Researchers discover proteins that alter gene activity to match nutrient levels in roundworms

Transforming a fertilized egg into a fully functioning adult is a complex task. Cells need to separate, move, and mature at certain times. Developmental genes control that process, turning it on and off in a dance-shaped manner.

However, development is affected by the environment. A team of researchers led by Cold Spring Harbor Laboratory Associate Professor Christopher Hammell reported on 22 December 2020, in the journal Conventional biology how gene activity matches nutrient levels.

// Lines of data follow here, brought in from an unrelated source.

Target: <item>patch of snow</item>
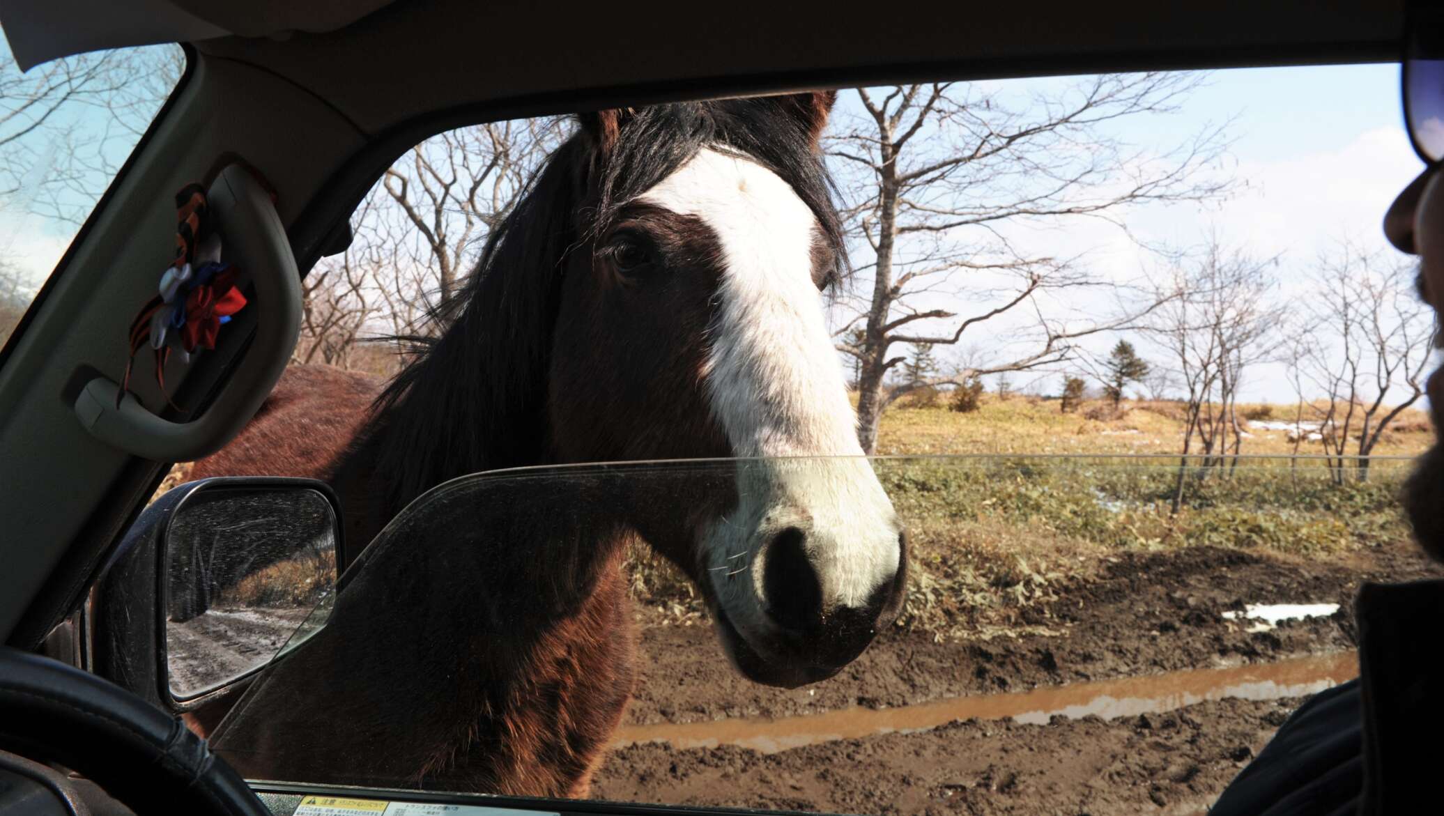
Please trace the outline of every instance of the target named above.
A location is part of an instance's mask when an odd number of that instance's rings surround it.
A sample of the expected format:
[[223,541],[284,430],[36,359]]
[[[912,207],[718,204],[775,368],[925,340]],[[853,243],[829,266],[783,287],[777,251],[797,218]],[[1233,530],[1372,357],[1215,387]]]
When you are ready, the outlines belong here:
[[1229,621],[1251,620],[1259,621],[1248,631],[1268,631],[1279,621],[1297,621],[1302,618],[1327,618],[1339,611],[1339,604],[1246,604],[1242,612],[1223,612]]

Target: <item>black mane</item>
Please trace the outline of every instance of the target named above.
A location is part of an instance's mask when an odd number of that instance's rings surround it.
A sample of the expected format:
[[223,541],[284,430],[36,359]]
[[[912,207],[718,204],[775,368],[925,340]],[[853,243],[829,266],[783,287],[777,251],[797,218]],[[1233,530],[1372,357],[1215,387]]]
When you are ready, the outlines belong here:
[[777,173],[845,259],[832,179],[810,126],[791,110],[778,97],[638,108],[606,156],[583,116],[492,230],[458,293],[430,312],[433,337],[407,338],[414,361],[338,462],[342,474],[368,459],[364,466],[388,485],[375,497],[387,507],[368,510],[384,521],[442,481],[549,461],[546,383],[563,260],[703,147],[735,150]]

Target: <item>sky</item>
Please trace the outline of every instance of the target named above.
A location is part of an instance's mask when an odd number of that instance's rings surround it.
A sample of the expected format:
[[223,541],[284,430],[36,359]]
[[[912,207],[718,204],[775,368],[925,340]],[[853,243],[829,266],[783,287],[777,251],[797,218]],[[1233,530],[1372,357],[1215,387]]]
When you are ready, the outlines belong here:
[[[998,81],[1027,92],[1066,79]],[[842,105],[856,105],[843,95]],[[1297,286],[1321,253],[1341,240],[1398,257],[1380,233],[1389,202],[1422,162],[1414,155],[1402,126],[1398,65],[1259,68],[1217,71],[1175,114],[1131,118],[1118,130],[1139,147],[1160,150],[1187,140],[1210,124],[1230,121],[1230,147],[1223,172],[1238,186],[1225,201],[1206,205],[1151,205],[1129,212],[1129,230],[1149,244],[1199,246],[1210,231],[1255,257],[1278,256],[1282,290]],[[1103,277],[1138,280],[1158,259],[1116,227],[1070,221],[1056,227],[1030,225],[1011,235],[1034,253],[1080,257]],[[1110,306],[1103,293],[1076,302],[1083,312]],[[941,303],[936,303],[941,305]],[[934,306],[934,303],[928,303]],[[985,344],[1006,342],[1002,322],[980,335]],[[1106,352],[1118,338],[1100,337],[1092,351]],[[1131,338],[1148,357],[1147,339]],[[975,341],[976,342],[976,341]],[[959,350],[962,351],[962,350]],[[943,355],[947,352],[943,351]],[[1155,360],[1162,363],[1158,350]],[[1014,383],[1022,378],[1014,377]],[[1057,390],[1047,377],[1047,386]],[[1245,376],[1245,402],[1294,400],[1282,365],[1258,365]]]
[[[995,84],[1028,92],[1066,81]],[[1121,133],[1139,147],[1164,149],[1210,123],[1232,120],[1225,170],[1238,181],[1238,188],[1223,202],[1135,209],[1128,217],[1129,230],[1144,241],[1171,246],[1197,246],[1213,231],[1256,257],[1276,254],[1285,287],[1300,280],[1320,253],[1344,238],[1392,253],[1383,243],[1380,218],[1393,195],[1422,169],[1402,129],[1398,88],[1396,65],[1210,74],[1181,111],[1129,120]],[[842,100],[845,110],[856,107],[853,94],[843,94]],[[19,209],[0,208],[0,253],[26,270],[38,286],[64,254],[74,227]],[[1030,225],[1019,235],[1038,251],[1080,256],[1082,263],[1113,280],[1135,280],[1148,264],[1157,263],[1122,231],[1100,222]],[[1105,299],[1096,302],[1097,309],[1108,305]],[[993,334],[998,337],[985,339],[1004,342],[1008,324],[998,324]],[[1112,345],[1113,338],[1097,342]],[[1291,402],[1294,394],[1282,368],[1265,365],[1246,376],[1242,397]]]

They found a major change improving the use of worms to stop growth when nutrients are scarce. As the environment improves, animals continue to improve. The inversion alters gene activity to match nutritional levels.

Caenorhabditis elegans a worm is round. In a laboratory, this worm develops from an embryo to a 959-cell adult in about three days. Hammell says:

This always happens in the same way. You will always get 959 cells, and the patterns of those regions that give you those cells will always be made in the same way between one animal and the next. “

Christopher Hammell, Associate Professor, Cold Ocean Laboratory

The genes that guide this flexible program turn on and off in predictable patterns such as embryo morphs through several larval stages to a fully formed worm.

In the countryside, worms cannot always rely on a comfortable temperature and abundant food. Sometimes, development has to stop until conditions improve. Hammell’s team discovered a protein called BLMP-1 that alters gene activity (transcription) to keep up with development.

When conditions are good, BLMP-1 levels increase and break down strands of DNA, so genes are more accessible. Entrepreneurs then turn the genes on at the right time.

“This is a way of expecting to say ‘everything is fine, make as strong a development as possible,'” Hammell explains. If conditions are not optimal, BLMP-1 levels decline, leaving genes tightly packed away, slowing or even stopping development.

Tests showed the BLMP-1 team as a key regulator of thousands of genes that cycle on and off during development. Hammell says that was a surprise since his team first began studying this process in just a handful of development genes. BLMP-1 is unique in that it coordinates a wide variety of processes.

Hammell is not the first researcher to draw attention to BLMP-1. A gene is known to be like a mutation in some human blood cancers, where it alters the activity of a large set of genes. Hammell is hopeful that BLMP-1 will be in place C. elegans it provides a model system for the study of human diseases.